On Thursday evening, my brother and I sat in the clammy bedroom of his Latham, NY apartment and mulled over the final edits of Wings Over Arda: The First Age, which had in the last six months undergone an assiduous metamorphosis from a disconnected reel of raw footage to a coherent, colorful, mellifluous chunk of mostly-edited data. The sound effects had all been dropped in, the music had been finalized (as of the previous night), and the color grading had been completed after hours of sedentary work. The film was to have a private premiere (with invited guests, friends and family of the cast) in two days. Travel plans had been made by cast members and family in Manhattan, Boston and Rochester. 36 gigabytes worth of special effects, which would need compression to 1.5 or so, had yet to be delivered to us. Philip sat on the phone with Jack, our special effects expert and camera operator, uttering intermittent “Oh”s and “yeah”s as my chest did cartwheels. “There’s no way I’m rescheduling the premiere again,” I thought. It turned out Jack’s computer had taken longer than expected to export the effects. He came through, like I knew he would, but by the time the effects were done and the film exported in its entirety, we had about twelve hours to figure out how we were going to show it. The DVD-making process, for whatever reason, failed.
While getting dinner with cast members/musicians, less than two hours before the film was to premiere, I received a call from my brother, and there came the first time I’ve ever answered my cell phone in a restaurant. It was just like I’d imagined: the dismayed stares from the wait staff, the attempts of my companions to shield their faces, all of it. The call itself lasted roughly nine seconds. My brother had only one sentence for me, a sentence which came out as a single word: “GotthemovieworkingbutSeedwon’tworkgottafigureitoutseeya.” Seed is my brother’s short film, which was set to screen before Wings.

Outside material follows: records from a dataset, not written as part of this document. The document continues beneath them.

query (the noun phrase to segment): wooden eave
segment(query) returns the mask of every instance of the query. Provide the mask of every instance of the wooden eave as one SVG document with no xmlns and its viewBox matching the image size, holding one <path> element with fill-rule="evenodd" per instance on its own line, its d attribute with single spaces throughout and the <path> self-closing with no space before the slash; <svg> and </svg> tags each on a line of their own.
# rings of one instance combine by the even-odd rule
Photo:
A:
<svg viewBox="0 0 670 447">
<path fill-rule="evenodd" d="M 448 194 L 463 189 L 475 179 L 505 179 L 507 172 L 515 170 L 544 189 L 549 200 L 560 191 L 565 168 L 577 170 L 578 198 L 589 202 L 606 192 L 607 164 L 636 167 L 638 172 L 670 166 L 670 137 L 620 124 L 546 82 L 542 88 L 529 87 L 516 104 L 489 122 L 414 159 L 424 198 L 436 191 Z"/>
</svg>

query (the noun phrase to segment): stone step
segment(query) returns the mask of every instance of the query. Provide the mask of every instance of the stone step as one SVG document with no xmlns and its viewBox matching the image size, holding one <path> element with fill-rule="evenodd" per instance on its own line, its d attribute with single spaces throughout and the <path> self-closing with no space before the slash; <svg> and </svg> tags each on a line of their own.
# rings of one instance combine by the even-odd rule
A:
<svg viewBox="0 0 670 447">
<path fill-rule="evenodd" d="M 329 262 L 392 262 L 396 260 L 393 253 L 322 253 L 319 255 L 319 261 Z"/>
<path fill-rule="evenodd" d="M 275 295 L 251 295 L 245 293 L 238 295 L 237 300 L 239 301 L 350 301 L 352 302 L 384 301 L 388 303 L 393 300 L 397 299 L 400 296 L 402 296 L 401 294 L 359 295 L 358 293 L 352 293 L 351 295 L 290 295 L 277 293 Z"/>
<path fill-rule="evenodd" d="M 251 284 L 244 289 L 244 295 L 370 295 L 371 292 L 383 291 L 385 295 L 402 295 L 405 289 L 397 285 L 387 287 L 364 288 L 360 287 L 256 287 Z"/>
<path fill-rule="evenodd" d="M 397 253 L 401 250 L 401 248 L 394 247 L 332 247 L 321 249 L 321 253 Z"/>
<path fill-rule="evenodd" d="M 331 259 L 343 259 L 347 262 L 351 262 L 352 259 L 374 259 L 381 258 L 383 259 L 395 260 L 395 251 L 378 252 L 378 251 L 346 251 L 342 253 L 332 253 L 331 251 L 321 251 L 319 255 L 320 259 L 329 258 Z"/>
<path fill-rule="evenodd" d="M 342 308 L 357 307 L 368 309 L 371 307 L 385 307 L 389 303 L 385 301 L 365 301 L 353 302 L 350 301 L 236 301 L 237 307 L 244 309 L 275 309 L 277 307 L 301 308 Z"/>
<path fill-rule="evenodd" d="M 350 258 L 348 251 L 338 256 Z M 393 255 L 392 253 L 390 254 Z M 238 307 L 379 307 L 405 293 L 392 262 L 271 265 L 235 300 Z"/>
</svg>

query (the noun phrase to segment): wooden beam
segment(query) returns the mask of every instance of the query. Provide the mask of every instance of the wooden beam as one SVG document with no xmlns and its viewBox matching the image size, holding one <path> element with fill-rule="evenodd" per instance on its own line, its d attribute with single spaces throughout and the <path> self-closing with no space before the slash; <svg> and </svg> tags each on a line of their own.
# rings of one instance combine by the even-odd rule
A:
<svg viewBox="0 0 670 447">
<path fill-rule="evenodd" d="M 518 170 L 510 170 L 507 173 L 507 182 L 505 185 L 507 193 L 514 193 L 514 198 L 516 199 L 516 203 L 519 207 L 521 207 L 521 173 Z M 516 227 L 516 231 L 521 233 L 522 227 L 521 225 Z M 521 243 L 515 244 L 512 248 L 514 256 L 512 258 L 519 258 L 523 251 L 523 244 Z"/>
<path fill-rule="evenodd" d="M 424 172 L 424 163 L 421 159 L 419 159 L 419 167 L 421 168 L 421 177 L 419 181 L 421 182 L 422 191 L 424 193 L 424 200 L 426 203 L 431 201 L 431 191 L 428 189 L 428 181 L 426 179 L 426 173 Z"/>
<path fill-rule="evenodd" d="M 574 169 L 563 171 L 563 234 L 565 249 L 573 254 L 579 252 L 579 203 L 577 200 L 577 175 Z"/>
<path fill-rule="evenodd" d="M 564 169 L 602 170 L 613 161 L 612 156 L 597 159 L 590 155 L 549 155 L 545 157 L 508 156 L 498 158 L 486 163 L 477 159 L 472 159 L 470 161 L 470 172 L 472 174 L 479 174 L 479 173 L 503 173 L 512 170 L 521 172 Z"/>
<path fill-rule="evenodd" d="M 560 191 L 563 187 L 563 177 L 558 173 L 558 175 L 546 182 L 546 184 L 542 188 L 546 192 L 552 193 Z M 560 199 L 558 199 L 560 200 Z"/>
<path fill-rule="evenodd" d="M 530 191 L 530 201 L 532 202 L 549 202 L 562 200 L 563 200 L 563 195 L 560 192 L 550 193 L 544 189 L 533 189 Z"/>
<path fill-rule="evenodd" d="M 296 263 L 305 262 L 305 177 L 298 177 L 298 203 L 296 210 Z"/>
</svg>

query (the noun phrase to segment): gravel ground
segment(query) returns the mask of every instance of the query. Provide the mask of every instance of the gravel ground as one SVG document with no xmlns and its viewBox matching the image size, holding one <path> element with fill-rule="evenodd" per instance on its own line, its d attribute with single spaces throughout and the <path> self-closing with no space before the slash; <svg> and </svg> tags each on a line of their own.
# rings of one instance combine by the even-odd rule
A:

I arrived at the Key Auditorium with friends at my heels and half the cast already present. The congratulations began and I made sure my handshakes and hugs were firm, despite not knowing whether our planned double-feature would even be happening. When I finally entered the theatre, a still frame from Seed‘s Gung-Fu action finale was spread across the screen, and my brother worked away on his Mac computer, which he’d MacGuyver’d to the theatre’s projector system. Deep breaths were taken by all. Anna and Laura, who had come with me to dinner, took turns laying hands on my shoulders and insisting that I’d been worrying about nothing. The cartwheels inside wouldn’t stop, however, until the end credits rolled.
The initial response to the premiere-version of the film was what I’d hoped for. Nearly the entire cast was able to attend. Audience members who knew the source material expressed support of my adaptation, and those who had never even heard of it claimed they were able to follow the story with no trouble. My father even breached his usual 9PM bedtime to attend.
It wasn’t until midway through the laughter-coated cast party, during which we watched the behind-the-scenes featurettes I edited together, that I realized what this project really was. Amid my sadness about such a fun, thought-consuming project reaching its inevitable end, I forgot to look around the room. Once I did, I realized that more than half of the attendees, now some of my closest friends, had been strangers to me a year earlier. Working on this film did more for me (and hopefully others) than I ever anticipated. As I move into the DVD-burning process and flirt with the idea of film festivals, I can only hope the adventure will continue.
Thanks to DG for letting me host the film diary here.